I have a friend of a friend who is an agent in the midwest. He’s been doing it for a few years now and he probably has the most relaxed work schedule of anyone I know (myself included). This really isn’t entirely surprising when you think about it because even with a significant investment in marketing you’re only going to get involved in so many home sales a year and your customers are going to generally expect you to be available to fit their schedule and be available to field their calls. This means you’re going to have to work fairly inefficiently and have a lot of downtime that you can’t fill with a part-time job at McDonald’s (or any other part time job your limited skillset is likely to get you).
Now this isn’t true of all agents, but most of the ones I’ve met over the years have an oversized ego and an oversized sense of entitlement. Let’s say you expect to make $90k/year because you believe you’re worth that and afterall you probably own a fairly expensive car (don’t want to pull up to your client’s house in a Honda) and an oversized house along with luxury habits that you need to be able to pay for. Let’s also say your average slice of the pie on a sale is ~$5,000 (remember, you’re in the midwest in a minor market so that $5,000 is probably being generous and was mostly chosen to make the math easy). With $0 in marketing, expenses, etc. (not realistic) you’d need to be involved in 18 home sales a year to make that happen. That would be 2 sales a month during spring, summer, and fall, and 0 during the three worst winter months.
Those are the optimistic numbers you probably came into the industry with, but with $0 in marketing you’ll quickly realize that the phone isn’t ringing and all that organic marketing crap you read about isn’t as effective as you thought it would be. Let’s say you up your game to $3,000/month in marketing (again, only for 9-months since there’s no sense throwing money away in winter when people aren’t buying): Now we’re up to $27,000 in marketing expenses so to net $90k we need a revenue of $117k. Now we’re up to needing to be involved in 24 sales a year, which would probably be 2.5 sales a month during the 9 months when it’s not painful to be outside and a couple freak sales that came in during the winter.
Now the phone is ringing, but you’re quickly realizing that most of the calls are from tire kickers who aren’t serious about buying/selling, but like having you show them homes to fulfill whatever that does for them. You’re probably getting 5-6 qualified leads a month and are actually realizing 2 sales a month, which wasn’t quite your original goal, but is $90,000 in sales with $63,000 left over after marketing expenses. Not horrible for the amount of work you’re doing!
Of course, now that you’re looking at your actual expenses you’re suddenly realizing that there’s probably another $1,000 per month you didn’t realize was going to be there starting out and that brings you earnings down to $51,000 per year. Still not horrible, right? Oh, that’s right, you’re self-employed, which means that self-employment tax (equivalent of social security and medicare) take 15% off of that, leaving $43,350 before income tax.
Most people in the midwest would kill for a cake job where they put in maybe 3 hours a day of actual work and are making money like that, only in your case you’re barely scraping to get by due to your expensive lifestyle and since sales will vary month to month when you have a month with no sales you’re living off your credit card and hoping next month’s sales will let you pay them off.
Now in time as you’re more established you can ease up on the marketing a bit and probably get involved in some bigger sales to bring your income back up closer to where you wanted it to be, but you’re certainly not living high on the hog right now.

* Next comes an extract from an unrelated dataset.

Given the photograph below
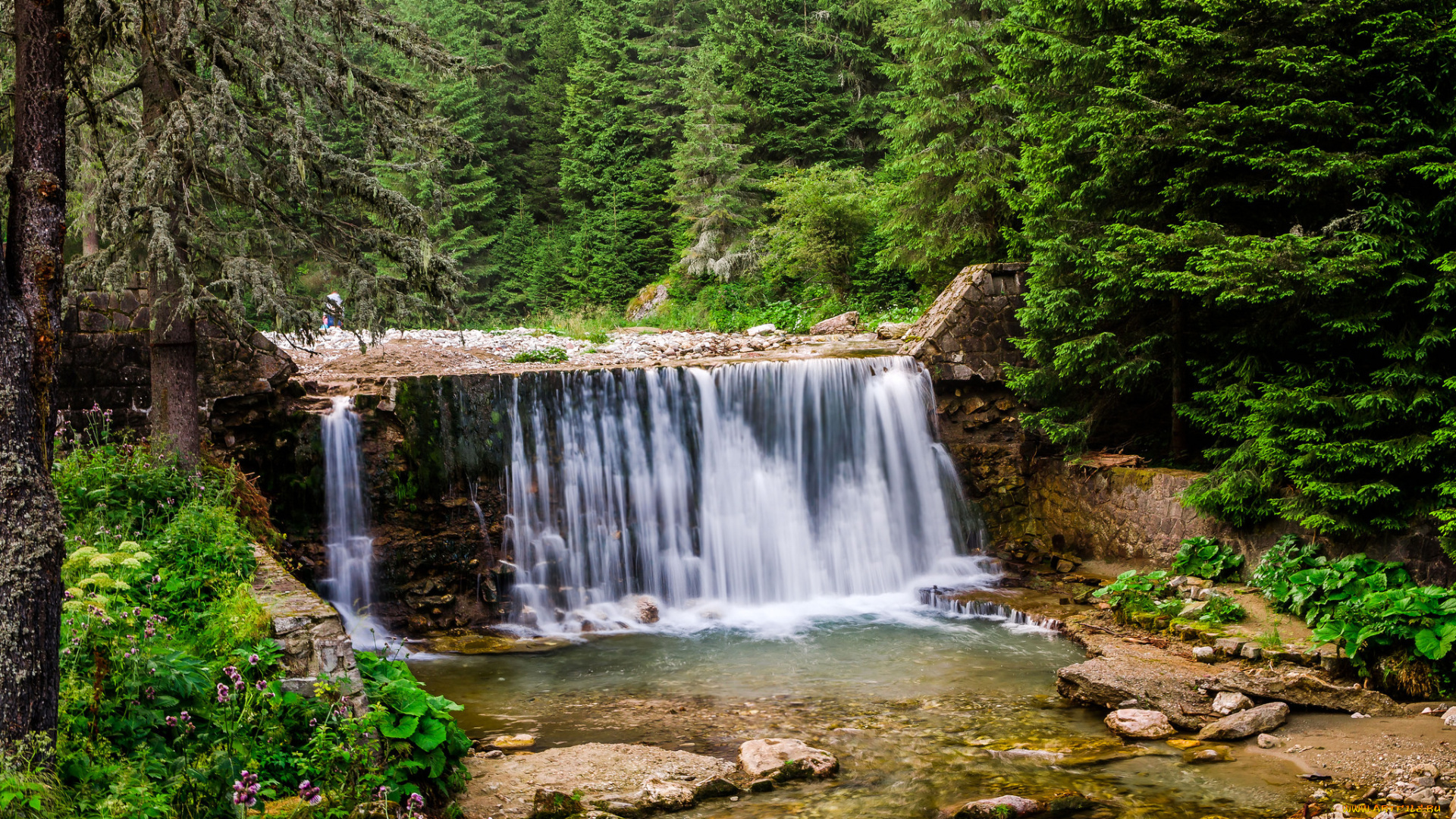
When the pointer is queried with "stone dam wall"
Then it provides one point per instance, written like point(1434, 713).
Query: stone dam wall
point(1038, 504)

Now some internet hack comes along and tells you that you’re lazy and overpaid and your industry needs to be disrupted? Forget that noise! You don’t want your family to have to start going to the soup kitchen for dinner and waiting under the flag for free cheese. 
I’m honestly surprised the Internet hasn’t disrupted this industry long ago. It’s probably one of the most inefficient industries out there, where an agent needs to charge their client thousands of dollars in commissions to deliver what is probably hundreds of dollars in value.